Ce qui m’a marquée, je dirais, ce sont les questions des jurys. Souvent, c’était pour mieux comprendre le projet, mais c’était aussi un mode un peu conseil. Je leur ai dit qu’ils/elles ont vraiment de bonnes questions pour non seulement en savoir plus et savoir si on gère ou maîtrise notre projet, mais aussi pour anticiper. Ce que j’ai aimé également, c’est qu’il y a des membres du jury lors du gala, de la cérémonie, qui sont venus nous reparler, qui nous ont dit « on vous a posé cette question-là parce qu’on voulait juste s’assurer que vous êtes sur la bonne direction, que vous avez les bonnes réflexions » et ils ont offert leur aide. Ce que je n’ai jamais vu auparavant, honnêtement.
Sinon, qu’est-ce que ça nous a apporté ? Je trouve qu’on a eu beaucoup de bons contacts, que ce soit le jury, que ce soit d’autres entrepreneur.e.s. Je trouve qu’il y a quand même des connexions avec des entrepreneur.e.s, avec des secteurs soit parallèles, soit différents, mais même si c’est différent on peut s’entraider d’une manière ou d’une autre. Les membres du jury ou d’autres personnes qui ont de l’expérience, qui peuvent nous diriger dans la bonne direction ou nous apporter des contacts. Je trouve aussi que c’est un défi de grande envergure, qui nous a apporté une visibilité nationale. Surtout que nous sommes une start-up qui s’attaque aux douleurs menstruelles, ce n’est pas un sujet très abordable et abordé.

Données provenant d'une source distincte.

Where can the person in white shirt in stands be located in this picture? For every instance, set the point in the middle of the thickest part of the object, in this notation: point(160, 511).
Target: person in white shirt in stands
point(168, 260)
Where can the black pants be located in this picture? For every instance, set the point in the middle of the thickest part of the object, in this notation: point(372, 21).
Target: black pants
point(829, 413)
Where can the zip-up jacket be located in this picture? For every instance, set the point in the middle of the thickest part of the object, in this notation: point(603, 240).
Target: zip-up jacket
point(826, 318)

Ça nous a permis de soutenir une de nos valeurs principales qui est d’ouvrir le dialogue sur ce sujet-là qui a été beaucoup ignoré, qui l’est encore même si ça s’améliore un peu.

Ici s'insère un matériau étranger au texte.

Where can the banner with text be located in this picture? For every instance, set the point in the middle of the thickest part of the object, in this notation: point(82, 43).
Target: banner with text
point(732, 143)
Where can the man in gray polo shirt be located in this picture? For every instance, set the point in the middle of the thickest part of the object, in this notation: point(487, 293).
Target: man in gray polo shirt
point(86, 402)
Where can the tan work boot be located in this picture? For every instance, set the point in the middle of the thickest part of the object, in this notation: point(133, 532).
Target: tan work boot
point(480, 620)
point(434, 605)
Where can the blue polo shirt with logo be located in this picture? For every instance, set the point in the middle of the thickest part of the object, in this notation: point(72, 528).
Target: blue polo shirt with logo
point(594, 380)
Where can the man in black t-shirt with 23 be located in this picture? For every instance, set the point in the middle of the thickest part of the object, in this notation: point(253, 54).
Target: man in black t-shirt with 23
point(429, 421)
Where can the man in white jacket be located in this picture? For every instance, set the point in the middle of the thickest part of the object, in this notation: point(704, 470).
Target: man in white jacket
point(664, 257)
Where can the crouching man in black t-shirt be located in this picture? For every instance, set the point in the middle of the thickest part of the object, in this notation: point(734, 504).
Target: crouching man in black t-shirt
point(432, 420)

Qu’est-ce qu’on peut te souhaiter à toi pour cette année?
Ça fait 3 ans maintenant que nous sommes en R&D ; on a quand même sorti le prototype, mais là on est vraiment dans la dernière ligne droite pour finaliser le produit et le soumettre aux autorités règlementaires. Ce qu’on souhaite, c’est atteindre nos objectifs et avoir une transition assez « smooth » vers la commercialisation. C’est quand même une transition qui a ses propres défis en termes de production, chaîne d’approvisionnement, livraison, etc.
Tout ce qu’on souhaite, c’est de voir le produit dans les pharmacies, les cliniques, hôpitaux.